Hospital managers have called for greater transparency about how the 2009-10 tariff will be affected by other cost and payment changes.
NHS Confederation policy director Nigel Edwards said the Department of Health's response to trusts reporting problems was typically that the trusts had not fully understood how the new system worked.
"There should be transparency. You shouldn't need a doctorate in quantum mechanics to understand this stuff," Mr Edwards said.
Alongside the new tariff from April, trusts face a massive hike in clinical negligence insurance costs and changes to the way they are compensated for patient transport.

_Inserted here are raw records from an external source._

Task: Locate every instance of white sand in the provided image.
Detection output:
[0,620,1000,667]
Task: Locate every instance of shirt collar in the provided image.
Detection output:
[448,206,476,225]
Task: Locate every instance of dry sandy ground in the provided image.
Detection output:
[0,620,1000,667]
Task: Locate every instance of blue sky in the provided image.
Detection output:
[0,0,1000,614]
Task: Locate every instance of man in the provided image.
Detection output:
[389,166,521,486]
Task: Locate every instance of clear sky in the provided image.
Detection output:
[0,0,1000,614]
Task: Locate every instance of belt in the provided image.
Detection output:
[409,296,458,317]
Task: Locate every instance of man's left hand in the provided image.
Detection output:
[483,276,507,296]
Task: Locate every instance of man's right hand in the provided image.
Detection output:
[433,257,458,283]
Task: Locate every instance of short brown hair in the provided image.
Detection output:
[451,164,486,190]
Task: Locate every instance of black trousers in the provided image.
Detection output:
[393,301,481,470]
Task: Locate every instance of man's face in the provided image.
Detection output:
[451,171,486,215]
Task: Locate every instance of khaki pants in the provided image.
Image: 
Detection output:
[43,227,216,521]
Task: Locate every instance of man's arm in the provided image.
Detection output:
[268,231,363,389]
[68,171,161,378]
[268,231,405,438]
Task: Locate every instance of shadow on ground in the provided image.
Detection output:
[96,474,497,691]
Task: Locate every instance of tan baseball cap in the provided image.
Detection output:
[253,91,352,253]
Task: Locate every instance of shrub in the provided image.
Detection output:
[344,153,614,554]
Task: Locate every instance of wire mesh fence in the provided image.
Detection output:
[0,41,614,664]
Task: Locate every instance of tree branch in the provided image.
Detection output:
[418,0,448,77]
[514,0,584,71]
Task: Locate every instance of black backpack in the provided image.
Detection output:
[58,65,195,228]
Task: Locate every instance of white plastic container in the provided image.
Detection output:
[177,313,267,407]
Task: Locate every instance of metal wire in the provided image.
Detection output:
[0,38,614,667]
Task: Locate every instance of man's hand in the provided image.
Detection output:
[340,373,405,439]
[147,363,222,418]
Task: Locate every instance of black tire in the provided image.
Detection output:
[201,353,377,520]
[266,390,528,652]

The so-called market forces factor, which compensates trusts for unavoidable extra costs by supplementing the tariff price they get, will also change.
Winners and Losers
From April a new formula will calculate how much extra - if any - each trust gets. The biggest losers include major inner London teaching trusts such as King's College and Barts and the London, which will lose a net average 1.7 per cent for each procedure.
The biggest winners include trusts with a history of deficits, such as Royal Cornwall Hospital and Queen Mary's Sidcup, which will gain up to a net 2.5 per cent.
Trusts have been shocked by the 53 per cent increase in the premiums charged by the NHS Litigation Authority to cover clinical negligence claims for 2009-10. Trusts say this is not adequately reflected in the 1.7 per cent increase to the tariff.
Authority chief executive Steve Walker told HSJ: "We told the [DH] tariff team what our requirement was and they say they took it into account, which isn't the same as saying they translated it directly."